There's also nuclear.


Nuclear needs a lot of storage. The problem is that nuclear power plants only produce at a steady rate, they can't be brought online and shut down as demand fluctuates. (Natural gas is great for plants that need to handle peak load or spikes.)

Back in the 1960s and 1970s when the power industry thought we were going to go nuclear, they built a lot of pumped water storage systems. There's one in Western MA built under a mountain that pumps water from a river to an artificial lake at the top of the mountain. The plan was to pump water at night using extra power generated by nuclear plants, and then run generators during the day to make up the shortcoming.

My guess is that the facility now pumps water during the day to act as storage for solar power.

The efficiency is about 70 or 80%, from what I remember. Batteries are a much higher efficiency, and can be placed much closer to the load.

Thus, mass-produced low-cost batteries will really disrupt the grid, because older forms of storage, like pumped water, will be obsolete. Furthermore, because batteries can be placed much closer to load, the needs for grid capacity change because high transmission lines no longer need to handle peak load.

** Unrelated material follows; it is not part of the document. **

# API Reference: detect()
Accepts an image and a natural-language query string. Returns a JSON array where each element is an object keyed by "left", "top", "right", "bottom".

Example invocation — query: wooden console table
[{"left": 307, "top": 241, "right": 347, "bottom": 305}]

My favorite "SciFi-Like" power storage concept is a PowerLoop [1]

Someone could take the old Superconducting Supercollider tunnel in Texas, put in the theoretical PowerLoop infrastructure for about $500m and then it would be able to store enough power for the entire state of Texas to operate for over a day. The money it would make on the arbitrage between cheap power generated from solar & wind and times where demand exceeded baseline generation capacities would pay for the system, according to the designer, within a few weeks.

[1] http://launchloop.com/PowerLoop


You can set up nuclear plants for reasonably-fast throttling. The problem is that it's much more expensive to throttle one because a nuclear plant is mostly fixed costs while natural gas plants are mostly fuel costs.